Utmost in the yogi’s training is the attempt to bring the senses and mind under control so that his/her attention inward will not be filled with distraction: the Upanishads observe, “Man…looks toward what is outside, and sees not the inward being. Rare is the wise man who…shuts his eyes to outward things and so beholds the glory of the Atman within.” The Bhagavadgita echoes this sentiment:
Only that yogi
whose joy is inward,
inward his peace,
and his vision inward
shall come to Brahman
and know Nirvana.
Another religion that stresses experience is Zen Buddhism. Concerned with getting the practitioner to see beyond the finger pointing at the moon to apprehending the moon itself, Zen masters insist on living experience. Smith points out,
Zen is not interested in theories about enlightenment; it wants to plunge its practitioners into enlightenment itself. The shouts, the buffets, the reprimands that figure in Zen training have nothing to do with ill-will. They are designed to help the student crash the word-barrier; to startle his mind out of conventional sluggishness into the heightened, more alert perception that will lead to enlightenment.

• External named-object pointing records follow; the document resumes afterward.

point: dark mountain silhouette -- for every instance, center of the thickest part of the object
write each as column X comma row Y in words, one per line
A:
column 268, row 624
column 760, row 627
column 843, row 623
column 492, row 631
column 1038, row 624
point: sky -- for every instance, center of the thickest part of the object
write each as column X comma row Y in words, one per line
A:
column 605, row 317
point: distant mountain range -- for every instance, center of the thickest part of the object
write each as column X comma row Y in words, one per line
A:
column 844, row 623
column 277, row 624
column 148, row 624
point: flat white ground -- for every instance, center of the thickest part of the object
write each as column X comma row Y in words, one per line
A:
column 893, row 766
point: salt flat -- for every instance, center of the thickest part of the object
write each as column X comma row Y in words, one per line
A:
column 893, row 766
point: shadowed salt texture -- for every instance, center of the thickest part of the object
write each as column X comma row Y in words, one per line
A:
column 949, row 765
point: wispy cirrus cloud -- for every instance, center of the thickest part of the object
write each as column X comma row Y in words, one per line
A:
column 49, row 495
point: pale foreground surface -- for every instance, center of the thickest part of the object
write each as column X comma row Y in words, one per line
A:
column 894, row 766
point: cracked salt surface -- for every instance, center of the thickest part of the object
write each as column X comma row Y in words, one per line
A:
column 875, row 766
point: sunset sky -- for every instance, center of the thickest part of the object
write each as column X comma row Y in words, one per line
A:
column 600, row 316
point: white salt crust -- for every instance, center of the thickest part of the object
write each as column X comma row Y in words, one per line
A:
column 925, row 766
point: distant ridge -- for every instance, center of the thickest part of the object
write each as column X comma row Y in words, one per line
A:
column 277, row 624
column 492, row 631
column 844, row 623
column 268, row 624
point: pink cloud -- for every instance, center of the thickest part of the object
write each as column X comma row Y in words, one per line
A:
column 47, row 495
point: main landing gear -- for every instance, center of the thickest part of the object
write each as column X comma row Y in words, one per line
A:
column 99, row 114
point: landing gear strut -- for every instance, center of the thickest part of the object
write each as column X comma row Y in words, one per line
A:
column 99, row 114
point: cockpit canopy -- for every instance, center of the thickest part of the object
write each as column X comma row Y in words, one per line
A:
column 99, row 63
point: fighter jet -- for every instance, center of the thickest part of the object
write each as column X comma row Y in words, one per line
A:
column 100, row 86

Or to quote from the Bible, “Not everyone who says to me, ‘Lord Lord’ shall enter the kingdom.”
Just what is the nature of this kingdom, and why don’t all professing Christians experience it? I believe there’s a parallel between what Eastern religions call “enlightenment” and what some in the West call “the kingdom of heaven.” In Creativity and Taoism, Chung-yuan Chang defines enlightenment as being “the uncovering of hitherto unknown powers of the mind,” Similarly, the “kingdom of heaven,” which is a level above humanity, is within. It is a higher level inside each individual, higher than the ordinary earth-bound/sensual existence we are born into. Both enlightenment and the kingdom of heaven turn the focus from the external, temporal finite world toward the internal, eternal, and infinite realm.
The outer world represents all that is known and safe. There’s the bank down at the corner where I deposit my money; the shopping center where I stock up on my material needs; the restaurant where I have biological and social interchange; the bookstore where I can find out more about the visible world; the school that teaches me how to adapt myself to society; the friends who share my interests and values; and the church that confirms what I see in the world, offering me a community of believers who are as afraid as I am of the unknown, of the mysteries lurking within. Keep the noise level high so we won’t have to hear the silence within.
Since fear seems to be the main obstacle to turning within, it’s the first thing we must face if we want to live more consciously. If I had bolted during my first meditation session, I would still be running. Anxiety can be a great warning system to protect us from real threats, but it also can take over our lives, preventing us from taking the steps necessary to live as though our lives depended on it.
But fear also can be a great motivator, prompting us to challenge the many distractions that keep us from living less than a fully awake life, one where we try to hear those small voices within that want equal representation. I take those steps every day, afraid of falling asleep again.